L'abbaye de Gigny fut fondée au Xème siècle par le célèbre comte Bernon, qui, issu d'une des premières familles de Bourgogne, s'était fait moine pour se dérober au spectacle des crimes qui couvraient le monde.
Un évènement simple en apparence et cependant capital dans ses résultats, vint tout-à-coup donner une grande célébrité au monastère de Gigny. Sur le bruit d'une irruption de pirates, les religieux de l'abbaye de Saint-Taurin, d'Evreux, avaient transporté en Auvergne la châsse de leur patron.
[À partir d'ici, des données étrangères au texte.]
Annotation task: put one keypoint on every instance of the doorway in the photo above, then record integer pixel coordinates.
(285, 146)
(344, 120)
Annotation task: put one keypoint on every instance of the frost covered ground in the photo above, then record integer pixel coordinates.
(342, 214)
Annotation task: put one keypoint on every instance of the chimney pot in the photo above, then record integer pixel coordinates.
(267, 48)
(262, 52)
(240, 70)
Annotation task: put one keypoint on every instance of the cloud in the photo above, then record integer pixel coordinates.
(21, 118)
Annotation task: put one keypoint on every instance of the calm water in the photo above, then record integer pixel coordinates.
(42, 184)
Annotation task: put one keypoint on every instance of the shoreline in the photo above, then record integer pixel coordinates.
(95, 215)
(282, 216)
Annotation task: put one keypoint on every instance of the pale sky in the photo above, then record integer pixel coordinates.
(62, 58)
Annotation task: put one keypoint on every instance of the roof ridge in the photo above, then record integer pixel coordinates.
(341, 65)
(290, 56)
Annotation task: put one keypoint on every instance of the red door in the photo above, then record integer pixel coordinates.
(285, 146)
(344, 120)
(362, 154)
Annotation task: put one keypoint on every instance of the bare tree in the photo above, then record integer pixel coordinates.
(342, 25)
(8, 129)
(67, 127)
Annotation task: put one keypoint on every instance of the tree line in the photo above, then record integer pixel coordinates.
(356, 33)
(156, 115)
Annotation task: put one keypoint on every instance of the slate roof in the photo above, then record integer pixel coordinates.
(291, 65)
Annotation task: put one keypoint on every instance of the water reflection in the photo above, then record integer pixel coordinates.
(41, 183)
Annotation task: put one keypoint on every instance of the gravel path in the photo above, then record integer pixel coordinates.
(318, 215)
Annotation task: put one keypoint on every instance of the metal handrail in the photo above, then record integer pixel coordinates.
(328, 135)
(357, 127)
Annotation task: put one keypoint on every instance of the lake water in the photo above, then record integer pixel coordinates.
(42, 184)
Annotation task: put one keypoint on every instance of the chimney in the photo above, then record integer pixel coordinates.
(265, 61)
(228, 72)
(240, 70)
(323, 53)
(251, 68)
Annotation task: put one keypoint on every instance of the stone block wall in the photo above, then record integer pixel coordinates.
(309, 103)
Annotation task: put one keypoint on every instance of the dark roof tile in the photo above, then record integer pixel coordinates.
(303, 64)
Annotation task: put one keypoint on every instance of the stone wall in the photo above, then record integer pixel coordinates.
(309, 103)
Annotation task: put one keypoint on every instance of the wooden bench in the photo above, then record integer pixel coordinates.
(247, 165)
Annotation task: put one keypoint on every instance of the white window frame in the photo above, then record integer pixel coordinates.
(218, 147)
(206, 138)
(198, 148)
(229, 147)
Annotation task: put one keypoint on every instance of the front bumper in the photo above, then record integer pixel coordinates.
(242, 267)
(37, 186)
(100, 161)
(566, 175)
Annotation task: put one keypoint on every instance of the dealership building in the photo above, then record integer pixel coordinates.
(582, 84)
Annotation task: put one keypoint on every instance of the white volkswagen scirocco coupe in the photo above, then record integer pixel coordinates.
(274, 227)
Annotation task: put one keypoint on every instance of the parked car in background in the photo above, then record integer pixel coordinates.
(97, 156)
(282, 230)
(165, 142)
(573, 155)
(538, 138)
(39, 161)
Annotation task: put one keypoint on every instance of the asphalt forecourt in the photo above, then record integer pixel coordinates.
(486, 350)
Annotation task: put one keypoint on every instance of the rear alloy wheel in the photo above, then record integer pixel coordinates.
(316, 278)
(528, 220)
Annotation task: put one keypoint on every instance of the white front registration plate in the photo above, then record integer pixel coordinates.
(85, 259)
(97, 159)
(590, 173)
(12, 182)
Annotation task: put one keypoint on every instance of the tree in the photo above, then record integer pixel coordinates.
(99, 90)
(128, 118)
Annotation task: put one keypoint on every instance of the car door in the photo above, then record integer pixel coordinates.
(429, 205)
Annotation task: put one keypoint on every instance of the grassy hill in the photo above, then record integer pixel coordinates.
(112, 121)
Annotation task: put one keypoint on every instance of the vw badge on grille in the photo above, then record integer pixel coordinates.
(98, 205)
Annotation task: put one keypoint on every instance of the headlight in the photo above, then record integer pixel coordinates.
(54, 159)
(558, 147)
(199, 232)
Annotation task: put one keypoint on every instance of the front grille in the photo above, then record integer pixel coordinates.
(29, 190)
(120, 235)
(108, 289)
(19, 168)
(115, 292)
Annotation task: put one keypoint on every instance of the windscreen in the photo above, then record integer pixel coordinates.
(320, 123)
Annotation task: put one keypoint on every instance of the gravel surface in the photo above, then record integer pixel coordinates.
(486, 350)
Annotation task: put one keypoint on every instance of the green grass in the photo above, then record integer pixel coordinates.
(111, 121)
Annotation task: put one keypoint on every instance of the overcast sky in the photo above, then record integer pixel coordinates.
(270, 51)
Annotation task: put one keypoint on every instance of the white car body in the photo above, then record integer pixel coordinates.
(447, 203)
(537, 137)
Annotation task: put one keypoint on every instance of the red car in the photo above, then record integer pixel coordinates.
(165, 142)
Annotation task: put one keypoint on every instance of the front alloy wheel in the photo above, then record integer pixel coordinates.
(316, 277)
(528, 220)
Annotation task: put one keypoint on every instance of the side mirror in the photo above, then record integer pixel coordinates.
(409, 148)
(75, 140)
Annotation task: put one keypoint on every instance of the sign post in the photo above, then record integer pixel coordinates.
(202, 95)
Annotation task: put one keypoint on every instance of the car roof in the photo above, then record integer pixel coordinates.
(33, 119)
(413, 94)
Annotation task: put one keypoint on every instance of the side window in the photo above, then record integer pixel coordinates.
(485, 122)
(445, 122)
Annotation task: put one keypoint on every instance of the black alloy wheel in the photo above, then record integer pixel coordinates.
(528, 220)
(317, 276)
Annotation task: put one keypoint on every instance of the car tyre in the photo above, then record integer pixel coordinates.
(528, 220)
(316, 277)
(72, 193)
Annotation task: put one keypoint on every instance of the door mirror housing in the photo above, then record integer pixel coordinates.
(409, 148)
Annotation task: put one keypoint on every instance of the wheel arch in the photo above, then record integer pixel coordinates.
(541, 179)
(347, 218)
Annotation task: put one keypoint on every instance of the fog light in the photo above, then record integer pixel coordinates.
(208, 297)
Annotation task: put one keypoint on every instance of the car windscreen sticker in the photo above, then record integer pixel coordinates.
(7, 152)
Les portes de l'église de Lezoux s'étaient ouvertes pour recevoir ce précieux dépôt. En 911, la paix ayant été rendue au duché de Normandie, Evreux se releva de ses désastres. Les moines de Saint-Taurin désiraient reconstruire leur abbaye; mais les ressources leur manquaient, et l'absence de leurs reliques les privaient de tout moyen de s'en procurer. Désespérant d'en obtenir la restitution volontaire, ils durent songer à les recouvrer par la ruse.
Trois d'entre eux, parmi les plus jeunes et les plus habiles, se chargèrent de cette périlleuse entreprise. Ils se présentèrent à Lezoux comme de simples étudiants étrangers. Admis bientôt dans le clergé de cette ville en qualité de clercs, ils surent capter la confiance générale, et le plus adroit parvint à se faire nommer gardien des trésors sacrés. Une certaine nuit, les trois normands ouvrent la châsse, y prennent le corps de saint Taurin, le chargent sur leurs épaules et sortent furtivement de Lezoux. Ils prennent des chemins détournés pour cacher les traces de leurs pas. Après avoir passé la Saône à la distance d'une journée de Lyon, ils se dirigèrent à travers la Bresse vers le comté de Bourgogne.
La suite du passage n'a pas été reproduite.